What other devices can be offered?

In addition to traditional desktop and mobile platforms, business and education computing continues to explode. Smart TVs (or boxes/sticks that offer streaming and other features) are a growing staple in many conference rooms, meeting spaces, classrooms and offices.

The Apple TV set top box offers extensive configuration and management capabilities in tvOS, including setup, access restrictions, network connectivity and device name, and apps. 

As with other Apple products in this list, any vendor that supports Apple’s MDM protocol should be able to manage a fleet of stationary Apple TV units or units for employees and executives that need to travel as a presentation option.
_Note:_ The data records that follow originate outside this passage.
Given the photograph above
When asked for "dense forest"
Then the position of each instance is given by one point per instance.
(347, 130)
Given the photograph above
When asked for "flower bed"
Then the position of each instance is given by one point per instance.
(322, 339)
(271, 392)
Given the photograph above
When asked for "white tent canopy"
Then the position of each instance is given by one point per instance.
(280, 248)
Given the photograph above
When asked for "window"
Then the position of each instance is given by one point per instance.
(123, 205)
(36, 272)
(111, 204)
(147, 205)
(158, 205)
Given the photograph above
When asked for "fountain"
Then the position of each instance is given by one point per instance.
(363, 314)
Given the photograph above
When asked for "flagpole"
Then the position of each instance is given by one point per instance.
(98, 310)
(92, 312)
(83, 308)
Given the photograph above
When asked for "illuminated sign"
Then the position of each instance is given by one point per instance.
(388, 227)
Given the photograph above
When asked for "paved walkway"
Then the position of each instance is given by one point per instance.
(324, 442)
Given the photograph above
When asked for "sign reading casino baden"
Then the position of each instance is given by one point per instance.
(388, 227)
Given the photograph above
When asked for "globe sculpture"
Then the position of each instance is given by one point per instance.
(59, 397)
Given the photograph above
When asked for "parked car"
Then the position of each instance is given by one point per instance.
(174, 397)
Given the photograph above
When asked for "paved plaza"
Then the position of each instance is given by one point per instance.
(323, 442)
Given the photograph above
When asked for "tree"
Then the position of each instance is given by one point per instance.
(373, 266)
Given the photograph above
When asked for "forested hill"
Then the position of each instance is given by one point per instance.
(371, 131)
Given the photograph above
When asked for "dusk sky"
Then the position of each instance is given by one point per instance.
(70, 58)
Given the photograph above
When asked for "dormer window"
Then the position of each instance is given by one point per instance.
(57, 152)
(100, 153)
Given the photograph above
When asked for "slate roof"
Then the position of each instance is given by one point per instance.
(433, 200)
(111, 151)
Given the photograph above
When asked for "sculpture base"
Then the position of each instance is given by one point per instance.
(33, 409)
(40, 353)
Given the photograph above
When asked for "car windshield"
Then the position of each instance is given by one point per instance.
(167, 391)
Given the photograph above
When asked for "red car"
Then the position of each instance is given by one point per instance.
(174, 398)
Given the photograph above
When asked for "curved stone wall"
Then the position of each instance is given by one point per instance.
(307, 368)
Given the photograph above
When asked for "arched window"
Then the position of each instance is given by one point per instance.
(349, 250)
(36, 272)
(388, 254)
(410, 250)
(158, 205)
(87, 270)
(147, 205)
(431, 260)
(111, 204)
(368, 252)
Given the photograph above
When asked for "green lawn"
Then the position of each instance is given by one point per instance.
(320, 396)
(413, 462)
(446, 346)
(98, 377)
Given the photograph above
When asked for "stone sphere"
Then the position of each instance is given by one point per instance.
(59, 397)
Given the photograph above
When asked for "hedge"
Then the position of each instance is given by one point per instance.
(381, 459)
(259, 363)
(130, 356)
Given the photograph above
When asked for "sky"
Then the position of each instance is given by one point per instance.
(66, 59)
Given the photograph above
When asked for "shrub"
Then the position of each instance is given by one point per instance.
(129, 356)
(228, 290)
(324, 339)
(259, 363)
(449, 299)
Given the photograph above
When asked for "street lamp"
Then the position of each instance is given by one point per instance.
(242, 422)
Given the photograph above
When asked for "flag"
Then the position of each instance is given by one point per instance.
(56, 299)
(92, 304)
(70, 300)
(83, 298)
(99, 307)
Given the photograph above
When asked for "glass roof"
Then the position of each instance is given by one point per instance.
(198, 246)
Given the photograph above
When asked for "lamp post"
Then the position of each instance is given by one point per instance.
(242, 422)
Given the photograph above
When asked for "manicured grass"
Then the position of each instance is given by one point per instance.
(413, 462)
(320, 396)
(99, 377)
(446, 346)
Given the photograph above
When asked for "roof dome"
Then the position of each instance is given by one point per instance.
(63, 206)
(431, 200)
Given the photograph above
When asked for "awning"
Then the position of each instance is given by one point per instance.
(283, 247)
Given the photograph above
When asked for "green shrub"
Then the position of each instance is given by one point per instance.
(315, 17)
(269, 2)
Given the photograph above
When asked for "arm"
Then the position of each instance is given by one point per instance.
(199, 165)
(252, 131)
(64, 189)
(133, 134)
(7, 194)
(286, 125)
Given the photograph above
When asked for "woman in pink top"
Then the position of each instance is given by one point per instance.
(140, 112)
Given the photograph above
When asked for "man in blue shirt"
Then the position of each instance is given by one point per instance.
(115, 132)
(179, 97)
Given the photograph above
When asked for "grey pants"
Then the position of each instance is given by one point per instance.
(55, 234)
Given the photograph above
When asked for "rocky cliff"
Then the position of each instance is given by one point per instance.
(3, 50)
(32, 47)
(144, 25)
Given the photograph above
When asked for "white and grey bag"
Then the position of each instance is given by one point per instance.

Beyond Apple TV, the situation is murkier, though EMM vendors do support different TV platforms, most notably Android TV.

Despite the business potential of virtual assistants in business and enterprise, the smart speaker market is almost entirely consumer based. The same is true with vehicle infotainment platforms such as Apple’s CarPlay and Android Auto. This doesn’t mean they can’t be used for basic business tasks like asking Siri to read and reply to messages, or telling Google Assistant to schedule a meeting or create a to-do list. 

With no direct enterprise integration, these platforms simply use their connection to a user’s identity in their respected ecosystems to perform tasks and shuttle the results to a user’s devices, essentially acting as a shortcut to completing a task on a smartphone or a PC.

Working with employees, managers, and executives to deliver the best combination of tools to support their job functions has become a requirement for almost every IT department, particularly after two and half years of remote and hybrid work during the pandemic. This offers tremendous opportunities for both users and IT staff, but too much of a good thing ceases to be good.

The watchword is balance — and what that looks like for each organisation will differ. Plan accordingly.